If anyone is interested in digging further into the post-DOMA issue I mentioned yesterday — whether the federal government would have to recognize a marrage validly performed in New York if the couple actually lives in Arizona — I found a law review article about it.
The article is long, as most law review articles are, but basically, the answer is: nobody yet knows how this would work.
The article goes deep into the weeds about conflict of laws. (Yay civil procedure!) In short, the author says that either Congress or the federal courts should make a uniform rule: either (1) the federal government should recognize a same-sex marriage if it was valid where performed, or (2) the federal government should recognize a same-sex marriage if it is valid where the couple currently lives.

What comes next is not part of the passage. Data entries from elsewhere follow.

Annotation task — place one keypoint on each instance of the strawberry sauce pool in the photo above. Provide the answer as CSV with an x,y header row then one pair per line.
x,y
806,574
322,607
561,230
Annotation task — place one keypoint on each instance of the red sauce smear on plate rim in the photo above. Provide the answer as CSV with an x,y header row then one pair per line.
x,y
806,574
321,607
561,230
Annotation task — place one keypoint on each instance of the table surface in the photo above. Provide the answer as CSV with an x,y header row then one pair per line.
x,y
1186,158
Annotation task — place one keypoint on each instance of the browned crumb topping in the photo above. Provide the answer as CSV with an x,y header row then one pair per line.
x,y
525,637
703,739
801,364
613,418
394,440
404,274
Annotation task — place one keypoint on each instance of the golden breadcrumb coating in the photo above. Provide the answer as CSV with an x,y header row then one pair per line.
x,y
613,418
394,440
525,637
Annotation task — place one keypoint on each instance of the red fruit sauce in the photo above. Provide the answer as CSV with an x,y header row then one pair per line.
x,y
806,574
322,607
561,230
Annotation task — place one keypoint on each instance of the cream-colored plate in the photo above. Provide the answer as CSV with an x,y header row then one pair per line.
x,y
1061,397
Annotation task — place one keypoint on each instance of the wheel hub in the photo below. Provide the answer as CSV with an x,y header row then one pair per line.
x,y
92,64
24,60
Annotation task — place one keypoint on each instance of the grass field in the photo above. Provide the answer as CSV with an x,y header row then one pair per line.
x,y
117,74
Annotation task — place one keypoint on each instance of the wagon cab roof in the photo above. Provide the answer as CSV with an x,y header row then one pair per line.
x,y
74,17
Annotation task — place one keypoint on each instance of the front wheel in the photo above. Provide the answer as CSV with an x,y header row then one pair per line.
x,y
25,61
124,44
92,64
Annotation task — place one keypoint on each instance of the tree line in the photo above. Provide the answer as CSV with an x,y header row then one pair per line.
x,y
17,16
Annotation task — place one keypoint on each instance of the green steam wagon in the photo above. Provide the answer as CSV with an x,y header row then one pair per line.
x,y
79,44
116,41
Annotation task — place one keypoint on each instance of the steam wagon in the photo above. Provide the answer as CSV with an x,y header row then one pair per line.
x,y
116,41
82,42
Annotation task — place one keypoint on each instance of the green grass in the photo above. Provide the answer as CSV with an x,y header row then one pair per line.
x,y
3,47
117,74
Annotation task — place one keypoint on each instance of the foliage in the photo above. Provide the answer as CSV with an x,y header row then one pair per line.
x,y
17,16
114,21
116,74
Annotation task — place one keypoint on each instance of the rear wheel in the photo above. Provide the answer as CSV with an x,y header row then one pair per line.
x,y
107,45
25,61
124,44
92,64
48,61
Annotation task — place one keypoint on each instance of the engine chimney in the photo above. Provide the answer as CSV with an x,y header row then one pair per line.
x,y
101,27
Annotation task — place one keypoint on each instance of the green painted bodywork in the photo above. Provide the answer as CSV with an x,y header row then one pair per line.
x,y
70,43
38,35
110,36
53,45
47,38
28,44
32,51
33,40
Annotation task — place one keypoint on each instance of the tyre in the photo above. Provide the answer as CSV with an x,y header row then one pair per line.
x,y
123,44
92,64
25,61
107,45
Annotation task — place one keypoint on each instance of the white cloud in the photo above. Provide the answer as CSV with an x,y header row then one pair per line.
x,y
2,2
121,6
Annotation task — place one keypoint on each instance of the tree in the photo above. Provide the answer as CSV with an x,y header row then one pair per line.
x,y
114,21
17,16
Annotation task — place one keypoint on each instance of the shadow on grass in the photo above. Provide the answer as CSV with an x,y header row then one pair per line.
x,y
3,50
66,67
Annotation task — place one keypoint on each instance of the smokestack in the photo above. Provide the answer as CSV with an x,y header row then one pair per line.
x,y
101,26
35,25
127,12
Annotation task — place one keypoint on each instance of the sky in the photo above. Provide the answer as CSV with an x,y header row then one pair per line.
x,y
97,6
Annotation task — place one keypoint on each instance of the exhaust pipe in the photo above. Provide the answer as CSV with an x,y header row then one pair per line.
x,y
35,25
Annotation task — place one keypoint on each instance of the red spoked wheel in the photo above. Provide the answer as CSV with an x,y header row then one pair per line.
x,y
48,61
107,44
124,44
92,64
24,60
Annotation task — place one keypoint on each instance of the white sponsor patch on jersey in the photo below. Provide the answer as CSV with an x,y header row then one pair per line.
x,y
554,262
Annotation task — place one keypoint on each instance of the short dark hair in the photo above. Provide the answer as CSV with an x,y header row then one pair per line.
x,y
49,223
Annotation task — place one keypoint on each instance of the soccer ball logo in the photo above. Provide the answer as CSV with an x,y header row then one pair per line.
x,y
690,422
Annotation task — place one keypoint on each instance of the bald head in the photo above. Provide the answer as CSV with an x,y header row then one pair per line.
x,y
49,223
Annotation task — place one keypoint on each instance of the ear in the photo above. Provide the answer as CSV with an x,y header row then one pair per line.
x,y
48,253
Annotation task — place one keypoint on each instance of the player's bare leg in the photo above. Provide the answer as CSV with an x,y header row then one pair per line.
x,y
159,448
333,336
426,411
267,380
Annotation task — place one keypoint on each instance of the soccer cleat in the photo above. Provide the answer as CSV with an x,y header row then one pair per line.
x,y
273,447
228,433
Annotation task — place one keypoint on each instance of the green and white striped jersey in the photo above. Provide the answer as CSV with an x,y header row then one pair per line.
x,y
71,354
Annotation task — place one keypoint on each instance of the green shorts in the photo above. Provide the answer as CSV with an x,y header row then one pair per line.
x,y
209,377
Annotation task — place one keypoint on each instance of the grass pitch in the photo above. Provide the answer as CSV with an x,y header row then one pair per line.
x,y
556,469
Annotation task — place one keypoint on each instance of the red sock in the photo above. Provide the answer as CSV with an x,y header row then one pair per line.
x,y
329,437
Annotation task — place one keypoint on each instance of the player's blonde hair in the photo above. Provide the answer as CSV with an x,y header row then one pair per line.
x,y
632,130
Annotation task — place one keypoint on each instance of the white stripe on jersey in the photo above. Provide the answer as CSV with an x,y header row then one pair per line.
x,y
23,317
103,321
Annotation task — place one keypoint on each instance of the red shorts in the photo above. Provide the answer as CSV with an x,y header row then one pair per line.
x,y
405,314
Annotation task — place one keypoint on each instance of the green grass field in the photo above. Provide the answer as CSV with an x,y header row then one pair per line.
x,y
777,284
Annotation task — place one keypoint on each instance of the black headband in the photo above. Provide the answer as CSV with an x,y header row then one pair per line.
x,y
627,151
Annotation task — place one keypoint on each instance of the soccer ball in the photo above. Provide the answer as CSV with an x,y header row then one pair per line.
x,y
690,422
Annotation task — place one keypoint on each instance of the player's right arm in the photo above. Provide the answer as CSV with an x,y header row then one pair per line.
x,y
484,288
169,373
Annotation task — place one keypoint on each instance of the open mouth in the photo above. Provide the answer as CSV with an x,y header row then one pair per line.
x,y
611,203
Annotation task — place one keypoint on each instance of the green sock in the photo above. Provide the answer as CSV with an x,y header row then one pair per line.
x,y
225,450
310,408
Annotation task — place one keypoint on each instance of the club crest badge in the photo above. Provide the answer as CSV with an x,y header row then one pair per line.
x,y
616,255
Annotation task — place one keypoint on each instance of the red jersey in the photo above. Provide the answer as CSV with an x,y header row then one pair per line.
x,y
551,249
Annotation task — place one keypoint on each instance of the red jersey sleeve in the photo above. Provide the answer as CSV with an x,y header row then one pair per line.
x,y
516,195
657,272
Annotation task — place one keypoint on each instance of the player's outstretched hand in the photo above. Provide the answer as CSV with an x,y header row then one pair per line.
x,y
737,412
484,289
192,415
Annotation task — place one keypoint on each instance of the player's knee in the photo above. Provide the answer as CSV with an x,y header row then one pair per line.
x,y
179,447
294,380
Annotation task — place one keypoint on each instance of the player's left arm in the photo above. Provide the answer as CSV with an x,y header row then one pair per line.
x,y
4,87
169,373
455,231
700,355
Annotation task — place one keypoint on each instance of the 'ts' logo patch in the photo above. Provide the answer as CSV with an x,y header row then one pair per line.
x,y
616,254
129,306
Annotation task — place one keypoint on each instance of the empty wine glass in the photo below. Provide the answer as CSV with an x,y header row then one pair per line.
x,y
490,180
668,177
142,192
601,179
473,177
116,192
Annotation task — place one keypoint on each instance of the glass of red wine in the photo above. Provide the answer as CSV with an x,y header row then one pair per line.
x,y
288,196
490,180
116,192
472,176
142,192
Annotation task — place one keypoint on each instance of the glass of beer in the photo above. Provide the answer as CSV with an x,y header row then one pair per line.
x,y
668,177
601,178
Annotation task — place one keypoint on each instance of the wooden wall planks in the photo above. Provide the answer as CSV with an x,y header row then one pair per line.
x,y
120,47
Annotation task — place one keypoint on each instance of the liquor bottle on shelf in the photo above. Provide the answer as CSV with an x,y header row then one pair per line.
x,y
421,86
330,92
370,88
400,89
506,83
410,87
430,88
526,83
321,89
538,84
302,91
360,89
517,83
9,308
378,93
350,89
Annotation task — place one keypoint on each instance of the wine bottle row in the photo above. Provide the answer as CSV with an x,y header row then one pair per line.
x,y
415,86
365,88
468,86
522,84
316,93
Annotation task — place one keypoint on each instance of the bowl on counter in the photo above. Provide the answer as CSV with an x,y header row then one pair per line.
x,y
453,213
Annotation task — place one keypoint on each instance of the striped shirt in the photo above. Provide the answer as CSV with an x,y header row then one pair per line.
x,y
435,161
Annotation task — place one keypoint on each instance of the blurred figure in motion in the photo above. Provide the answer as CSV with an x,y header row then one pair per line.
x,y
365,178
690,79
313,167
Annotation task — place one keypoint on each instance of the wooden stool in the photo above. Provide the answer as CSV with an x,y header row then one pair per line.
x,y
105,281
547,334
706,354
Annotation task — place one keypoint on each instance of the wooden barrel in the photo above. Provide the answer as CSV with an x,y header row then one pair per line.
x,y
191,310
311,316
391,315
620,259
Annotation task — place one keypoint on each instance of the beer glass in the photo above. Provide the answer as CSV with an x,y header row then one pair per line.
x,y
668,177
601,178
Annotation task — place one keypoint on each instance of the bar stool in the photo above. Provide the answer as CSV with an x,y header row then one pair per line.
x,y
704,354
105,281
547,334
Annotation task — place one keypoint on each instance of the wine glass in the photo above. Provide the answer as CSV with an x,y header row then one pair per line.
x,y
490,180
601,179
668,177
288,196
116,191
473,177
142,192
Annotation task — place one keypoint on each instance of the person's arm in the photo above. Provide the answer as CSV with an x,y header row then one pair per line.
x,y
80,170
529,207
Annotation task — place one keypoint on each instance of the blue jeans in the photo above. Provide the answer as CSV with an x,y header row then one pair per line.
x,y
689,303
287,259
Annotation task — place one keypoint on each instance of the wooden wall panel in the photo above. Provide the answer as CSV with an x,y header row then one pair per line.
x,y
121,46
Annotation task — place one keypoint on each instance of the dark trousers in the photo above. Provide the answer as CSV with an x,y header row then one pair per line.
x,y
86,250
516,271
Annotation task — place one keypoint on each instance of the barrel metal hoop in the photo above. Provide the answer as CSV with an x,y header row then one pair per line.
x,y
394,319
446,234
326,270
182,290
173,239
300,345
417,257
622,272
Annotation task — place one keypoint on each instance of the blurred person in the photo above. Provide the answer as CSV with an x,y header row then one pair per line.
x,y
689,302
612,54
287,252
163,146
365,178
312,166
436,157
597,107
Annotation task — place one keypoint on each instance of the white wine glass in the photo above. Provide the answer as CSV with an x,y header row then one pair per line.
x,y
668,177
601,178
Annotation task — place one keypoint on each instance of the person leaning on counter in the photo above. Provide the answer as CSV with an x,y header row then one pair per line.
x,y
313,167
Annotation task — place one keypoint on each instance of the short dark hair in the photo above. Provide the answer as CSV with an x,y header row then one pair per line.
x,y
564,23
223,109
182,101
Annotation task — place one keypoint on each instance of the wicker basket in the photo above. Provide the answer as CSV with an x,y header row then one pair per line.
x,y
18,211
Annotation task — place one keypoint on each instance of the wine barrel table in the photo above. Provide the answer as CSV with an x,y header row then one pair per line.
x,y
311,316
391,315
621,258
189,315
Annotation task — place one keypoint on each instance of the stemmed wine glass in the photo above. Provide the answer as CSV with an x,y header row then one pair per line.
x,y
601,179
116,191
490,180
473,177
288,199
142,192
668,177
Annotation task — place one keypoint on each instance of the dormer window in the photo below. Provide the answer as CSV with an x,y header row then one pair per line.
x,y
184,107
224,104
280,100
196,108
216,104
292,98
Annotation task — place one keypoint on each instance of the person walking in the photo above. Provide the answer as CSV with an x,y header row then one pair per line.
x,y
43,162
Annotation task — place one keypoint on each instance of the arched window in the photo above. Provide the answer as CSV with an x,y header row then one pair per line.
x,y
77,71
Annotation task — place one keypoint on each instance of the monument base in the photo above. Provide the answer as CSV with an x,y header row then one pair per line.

Just because there would be confusion does not mean DOMA section 3 should not be overturned. Conflict-of-laws issues come up in family law all the time. And at any rate, there will be confusion as long some states refuse to recognize legal same-sex marriages performed in other states.
How did states handle the bi-racial marriages? My own recollection is that bi-racial marriages were accepted, you just couldn’t hold the marriage in a state where that type of marriage was against the law. I mean, President Obama’s parents’ marriage was still illegal in many states when they got married.
I just wonder how the I.R.S. handled marriages that were illegal in some states. I assume the Federal “no-law against it” position took precedent over state laws.